Ну-ка спой: «Приидите, возрадуемся господеви» на глас седьмый радостный…
У Митрия Степаныча нет бороды и усов нет, а только торчат кое-где кудрявые волоски. Он красивый мужик, держится гордо. Нос у него немного приплюснутый, но лицо румяное, ядреное, глаза круглые, пристальные, умные. Говорит он певуче, и голос у него глубокий, приятный.
Вдруг он порывается вперед и с почтительной строгостью говорит:
— Митрий Митрич Измайлов с кем-то прискакал на санках… Должно, гостя привез со своего двора…
Все спускаются с горы на несколько шагов, зорко вглядываясь в сторону боя. Поодаль, из-за крутого обрыва, легко и быстро летит красивая, тонкотелая лошадь, запряженная в нарядные санки. Лошадь кажется синей на лунном снегу. Из ноздрей клубится пар. Так же быстро и легко останавливается на реке, за дорогой. Из саней вылезают две фигуры в шубах «полтора кафтана».
Митрий Степаныч хотя и держится с достоинством богатого, уважаемого мужика, но безбородое лицо его покрывается мелкими морщинками: он почтительно и угодливо улыбается этим крылатым шинелям и вытягивает шею. Он забыл о бое, обо всех нас и шагает вниз, к санкам, к барам, которые приехали полюбоваться на кулачный бой. За ним плетутся Иванка и другие мужики.

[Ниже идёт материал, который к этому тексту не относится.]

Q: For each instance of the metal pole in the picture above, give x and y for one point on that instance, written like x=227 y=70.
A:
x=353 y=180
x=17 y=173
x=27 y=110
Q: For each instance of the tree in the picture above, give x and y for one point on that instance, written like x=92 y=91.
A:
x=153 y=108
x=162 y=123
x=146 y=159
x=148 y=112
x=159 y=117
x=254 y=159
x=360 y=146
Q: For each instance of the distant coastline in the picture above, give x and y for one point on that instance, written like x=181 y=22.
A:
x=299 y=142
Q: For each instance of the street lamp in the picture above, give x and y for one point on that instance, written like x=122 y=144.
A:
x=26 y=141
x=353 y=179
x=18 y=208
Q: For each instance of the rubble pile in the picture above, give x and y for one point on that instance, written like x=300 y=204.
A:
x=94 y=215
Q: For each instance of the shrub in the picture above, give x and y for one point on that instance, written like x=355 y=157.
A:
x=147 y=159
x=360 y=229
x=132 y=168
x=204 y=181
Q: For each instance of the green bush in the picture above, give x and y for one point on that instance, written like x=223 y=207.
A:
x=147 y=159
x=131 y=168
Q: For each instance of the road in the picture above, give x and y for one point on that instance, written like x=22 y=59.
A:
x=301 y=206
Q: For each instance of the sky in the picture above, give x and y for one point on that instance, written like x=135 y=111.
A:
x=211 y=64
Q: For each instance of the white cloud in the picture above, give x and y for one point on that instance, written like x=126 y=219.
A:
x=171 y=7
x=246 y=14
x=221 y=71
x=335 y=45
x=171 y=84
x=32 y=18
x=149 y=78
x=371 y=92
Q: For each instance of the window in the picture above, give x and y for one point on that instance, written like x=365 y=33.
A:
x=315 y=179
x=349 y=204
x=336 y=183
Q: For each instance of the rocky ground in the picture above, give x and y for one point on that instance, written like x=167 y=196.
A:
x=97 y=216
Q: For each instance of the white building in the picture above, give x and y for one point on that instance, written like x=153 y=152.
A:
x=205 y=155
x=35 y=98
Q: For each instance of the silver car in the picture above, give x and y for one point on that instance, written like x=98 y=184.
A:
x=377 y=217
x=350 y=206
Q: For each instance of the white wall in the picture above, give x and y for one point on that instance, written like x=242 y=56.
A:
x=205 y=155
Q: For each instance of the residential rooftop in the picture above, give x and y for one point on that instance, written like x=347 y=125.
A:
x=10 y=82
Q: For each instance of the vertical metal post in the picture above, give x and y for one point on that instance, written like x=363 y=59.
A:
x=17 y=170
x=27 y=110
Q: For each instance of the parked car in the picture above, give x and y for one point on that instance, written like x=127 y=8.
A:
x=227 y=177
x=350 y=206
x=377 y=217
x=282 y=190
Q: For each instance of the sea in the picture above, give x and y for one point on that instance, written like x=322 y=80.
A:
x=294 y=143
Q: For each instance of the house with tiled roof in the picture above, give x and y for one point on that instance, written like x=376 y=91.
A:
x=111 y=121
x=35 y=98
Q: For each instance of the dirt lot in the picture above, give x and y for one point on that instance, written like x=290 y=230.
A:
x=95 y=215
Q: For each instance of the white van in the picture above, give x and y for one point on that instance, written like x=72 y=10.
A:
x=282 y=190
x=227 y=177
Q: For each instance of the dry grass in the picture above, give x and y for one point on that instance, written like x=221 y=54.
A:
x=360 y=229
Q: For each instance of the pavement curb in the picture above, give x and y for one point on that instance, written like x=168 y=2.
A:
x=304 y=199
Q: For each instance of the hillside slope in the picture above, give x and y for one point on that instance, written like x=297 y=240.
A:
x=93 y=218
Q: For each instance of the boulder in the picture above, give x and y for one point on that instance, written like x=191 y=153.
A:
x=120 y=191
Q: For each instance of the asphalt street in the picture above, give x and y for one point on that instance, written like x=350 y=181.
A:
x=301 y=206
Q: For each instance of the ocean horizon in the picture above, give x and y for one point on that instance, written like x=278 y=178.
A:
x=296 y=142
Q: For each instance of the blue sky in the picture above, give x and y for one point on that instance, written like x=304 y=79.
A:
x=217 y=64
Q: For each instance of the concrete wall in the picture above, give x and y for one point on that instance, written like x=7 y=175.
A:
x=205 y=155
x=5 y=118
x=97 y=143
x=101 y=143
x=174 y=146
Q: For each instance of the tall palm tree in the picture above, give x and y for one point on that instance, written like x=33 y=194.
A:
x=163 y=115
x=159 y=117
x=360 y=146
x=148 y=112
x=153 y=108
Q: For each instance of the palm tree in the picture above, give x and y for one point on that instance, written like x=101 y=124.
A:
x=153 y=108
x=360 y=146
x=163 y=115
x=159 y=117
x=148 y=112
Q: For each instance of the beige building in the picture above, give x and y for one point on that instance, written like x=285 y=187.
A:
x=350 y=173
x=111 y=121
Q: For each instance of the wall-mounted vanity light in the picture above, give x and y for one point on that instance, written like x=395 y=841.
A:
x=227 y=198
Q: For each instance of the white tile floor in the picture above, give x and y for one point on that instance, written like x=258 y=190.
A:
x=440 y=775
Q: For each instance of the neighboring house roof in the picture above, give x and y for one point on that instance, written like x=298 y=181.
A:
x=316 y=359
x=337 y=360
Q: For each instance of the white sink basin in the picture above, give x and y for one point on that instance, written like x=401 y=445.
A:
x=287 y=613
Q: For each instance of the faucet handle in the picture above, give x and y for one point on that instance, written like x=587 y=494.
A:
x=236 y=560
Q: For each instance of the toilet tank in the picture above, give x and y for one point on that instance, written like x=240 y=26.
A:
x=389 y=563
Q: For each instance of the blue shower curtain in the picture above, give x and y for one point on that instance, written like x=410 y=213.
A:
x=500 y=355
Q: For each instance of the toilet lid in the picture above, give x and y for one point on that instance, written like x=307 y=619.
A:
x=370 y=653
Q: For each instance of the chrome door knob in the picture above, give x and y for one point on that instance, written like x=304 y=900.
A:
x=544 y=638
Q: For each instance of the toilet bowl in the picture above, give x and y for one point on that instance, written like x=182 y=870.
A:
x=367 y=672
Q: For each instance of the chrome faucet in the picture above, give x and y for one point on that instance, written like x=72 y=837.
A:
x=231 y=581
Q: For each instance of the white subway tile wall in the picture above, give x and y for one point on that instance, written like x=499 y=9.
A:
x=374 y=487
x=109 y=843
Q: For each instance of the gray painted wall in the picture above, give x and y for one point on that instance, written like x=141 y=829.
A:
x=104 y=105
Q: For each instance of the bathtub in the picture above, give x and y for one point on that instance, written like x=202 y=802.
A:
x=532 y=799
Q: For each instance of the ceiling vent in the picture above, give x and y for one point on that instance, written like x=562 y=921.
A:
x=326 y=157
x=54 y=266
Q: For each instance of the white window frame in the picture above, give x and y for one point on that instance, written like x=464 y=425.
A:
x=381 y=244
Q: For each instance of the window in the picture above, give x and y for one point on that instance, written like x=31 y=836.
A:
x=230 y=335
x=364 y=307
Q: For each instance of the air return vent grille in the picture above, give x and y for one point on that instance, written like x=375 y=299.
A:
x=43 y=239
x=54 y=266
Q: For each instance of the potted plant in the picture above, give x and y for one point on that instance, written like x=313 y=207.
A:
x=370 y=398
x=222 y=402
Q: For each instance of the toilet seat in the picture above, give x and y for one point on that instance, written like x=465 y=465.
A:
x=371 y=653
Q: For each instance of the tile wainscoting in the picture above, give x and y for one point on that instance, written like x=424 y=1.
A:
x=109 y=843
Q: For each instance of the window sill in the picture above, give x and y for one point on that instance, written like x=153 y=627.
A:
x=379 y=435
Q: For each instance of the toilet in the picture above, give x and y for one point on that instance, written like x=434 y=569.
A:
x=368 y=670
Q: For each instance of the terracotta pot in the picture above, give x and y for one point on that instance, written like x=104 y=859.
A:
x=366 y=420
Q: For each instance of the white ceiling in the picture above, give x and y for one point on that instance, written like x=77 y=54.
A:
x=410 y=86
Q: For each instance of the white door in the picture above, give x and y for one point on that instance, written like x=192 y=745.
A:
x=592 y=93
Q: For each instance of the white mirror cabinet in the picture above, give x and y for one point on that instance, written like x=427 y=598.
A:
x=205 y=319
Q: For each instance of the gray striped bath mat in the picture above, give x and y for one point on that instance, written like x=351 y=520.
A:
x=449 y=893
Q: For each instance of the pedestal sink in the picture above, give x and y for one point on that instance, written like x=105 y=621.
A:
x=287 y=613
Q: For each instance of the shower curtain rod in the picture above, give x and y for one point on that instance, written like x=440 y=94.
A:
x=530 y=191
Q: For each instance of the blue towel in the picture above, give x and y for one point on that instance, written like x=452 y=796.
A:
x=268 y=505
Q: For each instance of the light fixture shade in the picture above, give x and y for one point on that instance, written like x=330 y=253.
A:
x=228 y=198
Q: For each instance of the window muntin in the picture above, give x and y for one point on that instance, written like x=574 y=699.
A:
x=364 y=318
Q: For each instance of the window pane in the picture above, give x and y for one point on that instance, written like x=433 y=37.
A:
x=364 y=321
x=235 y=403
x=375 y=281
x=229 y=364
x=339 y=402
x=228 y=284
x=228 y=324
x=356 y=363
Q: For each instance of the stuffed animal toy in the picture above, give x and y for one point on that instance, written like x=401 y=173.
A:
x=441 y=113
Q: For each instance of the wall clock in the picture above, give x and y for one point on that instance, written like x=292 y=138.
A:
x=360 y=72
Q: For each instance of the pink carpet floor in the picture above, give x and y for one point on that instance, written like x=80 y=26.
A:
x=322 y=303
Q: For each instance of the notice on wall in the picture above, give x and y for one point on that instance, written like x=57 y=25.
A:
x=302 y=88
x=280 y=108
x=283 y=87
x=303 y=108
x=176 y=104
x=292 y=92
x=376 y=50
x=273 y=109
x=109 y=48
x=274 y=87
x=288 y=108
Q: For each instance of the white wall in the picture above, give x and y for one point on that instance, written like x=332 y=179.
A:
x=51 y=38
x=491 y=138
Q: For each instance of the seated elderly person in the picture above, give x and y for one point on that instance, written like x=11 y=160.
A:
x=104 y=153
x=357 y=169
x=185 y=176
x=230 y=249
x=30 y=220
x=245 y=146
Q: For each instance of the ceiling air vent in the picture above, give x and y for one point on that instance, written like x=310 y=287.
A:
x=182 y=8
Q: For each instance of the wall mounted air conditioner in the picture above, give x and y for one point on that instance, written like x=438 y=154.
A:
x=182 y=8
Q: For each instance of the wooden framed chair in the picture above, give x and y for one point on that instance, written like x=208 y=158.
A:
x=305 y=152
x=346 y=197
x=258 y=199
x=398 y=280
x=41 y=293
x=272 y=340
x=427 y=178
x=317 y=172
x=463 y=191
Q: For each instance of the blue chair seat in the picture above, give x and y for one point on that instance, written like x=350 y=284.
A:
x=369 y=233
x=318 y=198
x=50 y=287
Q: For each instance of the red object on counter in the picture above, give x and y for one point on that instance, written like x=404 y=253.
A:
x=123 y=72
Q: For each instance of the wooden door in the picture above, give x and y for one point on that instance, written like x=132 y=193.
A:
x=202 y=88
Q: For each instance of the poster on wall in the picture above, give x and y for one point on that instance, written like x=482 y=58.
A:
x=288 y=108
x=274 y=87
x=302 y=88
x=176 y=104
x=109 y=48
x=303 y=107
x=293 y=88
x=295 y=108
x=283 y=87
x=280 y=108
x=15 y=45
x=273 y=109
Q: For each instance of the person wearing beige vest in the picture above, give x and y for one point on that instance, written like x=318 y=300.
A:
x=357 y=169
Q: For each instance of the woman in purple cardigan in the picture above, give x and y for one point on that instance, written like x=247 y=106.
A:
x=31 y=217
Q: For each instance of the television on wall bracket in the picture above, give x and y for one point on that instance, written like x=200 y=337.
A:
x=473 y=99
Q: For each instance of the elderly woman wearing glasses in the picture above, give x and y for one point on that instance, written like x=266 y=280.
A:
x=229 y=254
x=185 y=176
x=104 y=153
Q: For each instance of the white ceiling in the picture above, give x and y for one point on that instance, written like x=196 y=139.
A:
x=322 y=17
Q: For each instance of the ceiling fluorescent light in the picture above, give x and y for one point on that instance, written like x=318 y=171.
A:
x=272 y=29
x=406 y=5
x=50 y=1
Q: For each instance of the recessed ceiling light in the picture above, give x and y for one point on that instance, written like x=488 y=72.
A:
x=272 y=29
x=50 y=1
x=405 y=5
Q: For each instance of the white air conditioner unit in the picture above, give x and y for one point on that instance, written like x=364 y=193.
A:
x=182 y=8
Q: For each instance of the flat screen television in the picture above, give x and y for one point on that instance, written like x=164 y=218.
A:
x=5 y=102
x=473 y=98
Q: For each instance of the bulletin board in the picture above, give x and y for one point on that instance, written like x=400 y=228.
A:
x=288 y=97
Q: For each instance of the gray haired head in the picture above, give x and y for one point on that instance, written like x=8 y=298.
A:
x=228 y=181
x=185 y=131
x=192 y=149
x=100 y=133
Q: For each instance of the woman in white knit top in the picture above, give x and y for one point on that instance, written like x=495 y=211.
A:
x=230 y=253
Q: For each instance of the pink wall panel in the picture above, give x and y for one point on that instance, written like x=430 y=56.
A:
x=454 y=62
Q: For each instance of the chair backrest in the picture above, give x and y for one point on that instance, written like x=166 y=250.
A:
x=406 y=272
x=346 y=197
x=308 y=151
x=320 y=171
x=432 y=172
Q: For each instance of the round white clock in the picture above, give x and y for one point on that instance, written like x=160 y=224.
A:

— Наших погнали! — испуганно кричит Сема. — Бегут!
Страшное дело!
Все встревоженно останавливаются. Даже Митрий Степаныч застывает на месте и негодует:
— Дураки стоеросовые! Силачи! Ума не хватило, чтоб догадаться: ведь сторонские обманом хотели взять. Они и побежали-то, чтобы оглушить их. Серега! Филя! Как же это без вас-то?
Серега и без того бормочет что-го про себя, передергивается и поднимает рукава полушубка то на одной, то на другой руке. Красная борода его вздрагивает, и глаза жадно впиваются в густую толпу на реке. Он задирает шапку на затылок, бьет рукавицами и взывает с лихой удалью:
— Эх, была не была! Ударим, Тиша! Покажем нашу удаль молодецкую. Это там Ларя с Миколаем чекушат… несдобровать нашим. Филя! Грянем из засады.
И он бежит вниз, взмахивая руками. Тихон широко шагает за ним с решительностью опытного бойца. Терентий и Алексей остаются с нами.
Девки улепетывают в гору и рассыпаются в разные стороны. По деревне тревожно лают собаки. Там, далеко на горе, разливисто, со звоном играет гороховская гармония.
Митрий Степаныч не оглядывается и степенно шагает вниз, к барским санкам.
По нашей стороне прокатился гул. Густое ядро врезалось в середину «стенки» сторонских. Толпа заволновалась, закружилась на реке, беглецы остановились и храбро повернули назад. Кто-то кричал «ура». Перепуганные девки, карабкаясь на гору, падали и визжали.
Митрий Степаныч оглянулся, не останавливаясь, и сказал одобрительно в нос:
— Ну, теперьча наша взяла… Глядите-ка, погнали… Эх, какой боец лихой Серега-то!.. Филька только сплеча режет, от сердца, а Серега — и от ума… Тихон — с расчетцем, с хитрецой. Солдатской выучки.